Toutefois, affirmer l’existence d’une ébauche de donation gratuite, ne doit pas conduire à oublier le moment de la rupture. J’ébaucherai deux arguments, insistant un peu sur le second. L’amour, selon la définition capitale de Hildebrand, est « la réponse à la valeur de la personne » [42]. Or, l’animal n’est pas équipé pour percevoir l’autre en tant qu’autre, a fortiori l’être humain. Ne pouvant accéder à l’intimité animale, il suffit d’en demeurer aux productions qui, chez l’homme, attestent celle-ci : l’absence d’artefact médiateur d’une représentation universelle dans le monde animal.

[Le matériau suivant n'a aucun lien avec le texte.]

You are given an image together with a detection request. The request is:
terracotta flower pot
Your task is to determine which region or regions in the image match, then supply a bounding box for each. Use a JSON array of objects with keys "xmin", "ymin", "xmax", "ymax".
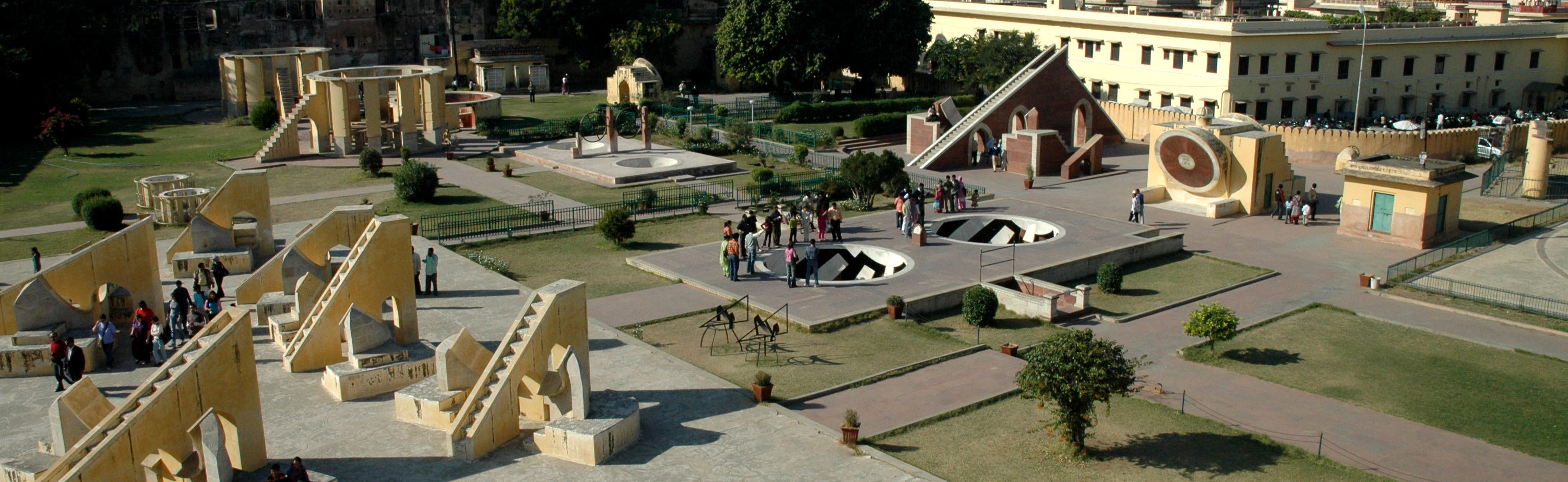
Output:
[
  {"xmin": 839, "ymin": 427, "xmax": 861, "ymax": 448},
  {"xmin": 751, "ymin": 383, "xmax": 773, "ymax": 404}
]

Ensuite, l’amour-don jaillit du plus intime : pas de don de soi sans don du soi, sans un soi qui se donne. Assurément, tout don n’est pas sacrificiel, mais tout don authentique symbolise le donateur dans le don offert ou échangé. Or, l’animal ne possède pas d’autodétermination et, encore moins, d’autopossession [43]. Un indice, à mon sens décisif, l’atteste : l’absence totale de langage au sens propre, c’est-à-dire de langage verbal et articulé, chez l’animal [44] ; assurément, riches sont, chez les animaux, et pas seulement chez les grands singes, les gestes prosociaux, les manifestations affectives de l’allogrooming, etc. Toutefois on ne rencontre jamais la parole décisive : « je t’aime ». Or, l’amour ne peut pleinement s’exprimer que par la médiation des deux registres de signes, verbaux et non-verbaux. Faute de pouvoir le montrer en détail, contentons-nous de l’indice suivant : le langage corporel est toujours soumis à l’ambivalence – on se souvient du mot célèbre que Shakespeare place dans la bouche de Cressida : « Quand tu embrasses, tu donnes ou tu reçois [45] ? ») – que seul le langage verbal peut lever [46]. Pouvoir dire « je t’aime » ne relève donc pas d’une intensification de l’expression amative, mais de son essence [47]. Dans le cadre d’une ontodologie, la rupture – l’absence du « je t’aime » – est aussi ontologiquement qualitative, donc radicale, qu’épistémologiquement repérable. Voilà pourquoi, si suggestifs soient les exemples et les expérimentations rapportées ci-dessus, il ne peut exister d’autodonation animale. À la gratuité (au sans raison) de la source ou du terme, on peut toujours objecter – au nom de l’invisible –, d’où le débat infini, ou plutôt indéfini, de l’égoïsme et de l’altruisme, d’ailleurs autant humain qu’animal.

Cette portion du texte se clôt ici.